What sets the earlier watercolour apart from the two late period Carr’s sold the same week? South Bay was painted on the island of Haida Gwaii and during an important period for the artist (when she was exchanging with members of the Group of Seven). The iconic location and period both contribute to the value of the painting.
Another female artist who is quietly establishing her market is Rita Letendre. In 2017 the Art Gallery of Ontario held an important retrospective, Rita Letendre, Fire & Light, that reframed her legacy as not only an important member of the Quebec Automatiste movement but also a pioneering voice of post-war indigenous art.
Letendre’s price at auction has consistently grown over the past couple years. This sale was no exception. A highlight for the artist was the sale at Heffel of an early 1950s work, Lutte (lot 28), that sold two times over it’s presale low estimate for $52,250.
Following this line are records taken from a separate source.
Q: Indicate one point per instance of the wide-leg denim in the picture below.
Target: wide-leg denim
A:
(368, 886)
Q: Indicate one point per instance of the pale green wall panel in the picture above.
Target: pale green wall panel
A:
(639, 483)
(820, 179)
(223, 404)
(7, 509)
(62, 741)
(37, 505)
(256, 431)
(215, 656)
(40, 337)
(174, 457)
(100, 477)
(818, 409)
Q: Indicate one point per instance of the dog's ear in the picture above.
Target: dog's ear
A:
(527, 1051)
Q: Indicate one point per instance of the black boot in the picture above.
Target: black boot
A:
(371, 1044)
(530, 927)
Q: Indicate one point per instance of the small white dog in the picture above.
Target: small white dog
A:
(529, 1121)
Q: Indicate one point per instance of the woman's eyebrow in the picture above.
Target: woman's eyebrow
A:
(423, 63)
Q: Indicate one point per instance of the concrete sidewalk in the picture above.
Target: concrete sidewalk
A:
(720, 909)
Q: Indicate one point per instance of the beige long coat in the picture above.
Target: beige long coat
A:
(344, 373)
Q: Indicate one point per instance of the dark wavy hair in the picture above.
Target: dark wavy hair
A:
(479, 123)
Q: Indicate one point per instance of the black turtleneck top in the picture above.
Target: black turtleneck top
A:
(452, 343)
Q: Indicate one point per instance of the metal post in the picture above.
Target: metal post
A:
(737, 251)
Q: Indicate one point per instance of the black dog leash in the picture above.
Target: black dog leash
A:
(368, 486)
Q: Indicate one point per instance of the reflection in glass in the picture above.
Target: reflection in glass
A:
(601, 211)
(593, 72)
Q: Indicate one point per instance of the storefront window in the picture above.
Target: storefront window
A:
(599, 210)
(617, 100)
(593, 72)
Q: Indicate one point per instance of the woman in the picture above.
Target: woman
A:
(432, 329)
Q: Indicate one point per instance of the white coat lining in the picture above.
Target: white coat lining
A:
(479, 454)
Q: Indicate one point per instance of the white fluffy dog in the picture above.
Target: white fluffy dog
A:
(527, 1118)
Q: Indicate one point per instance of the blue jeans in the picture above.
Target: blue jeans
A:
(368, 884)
The Canadian contemporary art market is being led by indigenous artists. This trend extends to contemporary art being sold at auction. At Heffel a recent Lawrence Yuxweluptun painting, Untitled (lot 30), sold two times over its presale low estimate for $55,250. The sale was a new auction record for the artist.
More generally, contemporary art continues to be an area of opportunity for bargain hunters. Unlike the international art market, Canadian contemporary art tends to sell below its normal retail value at auction.
A fantastic John Hartman, Tar Island (lot 64), came to auction at Cowley Abbott. The painting has a great date (2001) and highlights the artist’s aesthetic (soft brushy skies, impasto landscape). The work did well and sold between it’s presale estimate for $9,000. Another great find was an Evan Penny, Back of Danny #3 (lot 46), hanging sculpture that sold at Heffel for $28,125.
The next live auction cycle will take place in spring 2021.